Q9 What are the instruments of Monetary Policy of RBI?

The RBI uses Quantitative and Qualitative instruments:

  • Open Market Operations (OMO): Buying and selling of government securities in the open market to inject or absorb liquidity.
  • Bank Rate Policy: The rate at which RBI lends long-term funds to commercial banks.
  • Repo Rate & Reverse Repo Rate (LAF): Rates for short-term lending and borrowing between RBI and banks.
  • Cash Reserve Ratio (CRR): The fraction of deposits banks must keep with RBI.
  • Statutory Liquidity Ratio (SLR): The fraction of deposits banks must maintain in liquid assets (gold, cash, approved securities).
Q10 Do you consider a commercial bank ‘creator of money’ in the economy?

Yes, commercial banks are creators of money. While they cannot print currency (which is the RBI’s job), they create Credit Money (Demand Deposits) through the lending process.

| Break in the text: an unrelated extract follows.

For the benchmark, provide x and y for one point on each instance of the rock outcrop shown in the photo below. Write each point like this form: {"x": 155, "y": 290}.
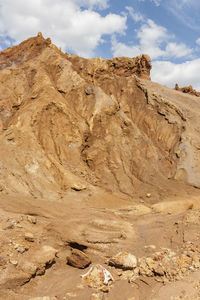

When a bank lends money, it does not give cash but credits the borrower’s account. This deposit acts as money. Since banks keep only a fraction of deposits as reserves and lend the rest, the initial deposit gets multiplied, leading to a total money supply that is a multiple of the initial base money.

Q11 What role of RBI is known as ‘Lender of Last Resort’?

The Lender of Last Resort function means that if a commercial bank faces a financial crisis and fails to obtain funds from any other source, it can approach the Central Bank (RBI) as a last resort.

The RBI provides financial assistance (loans) against approved securities to ensure the bank remains solvent and to prevent a panic in the banking system, thereby maintaining stability.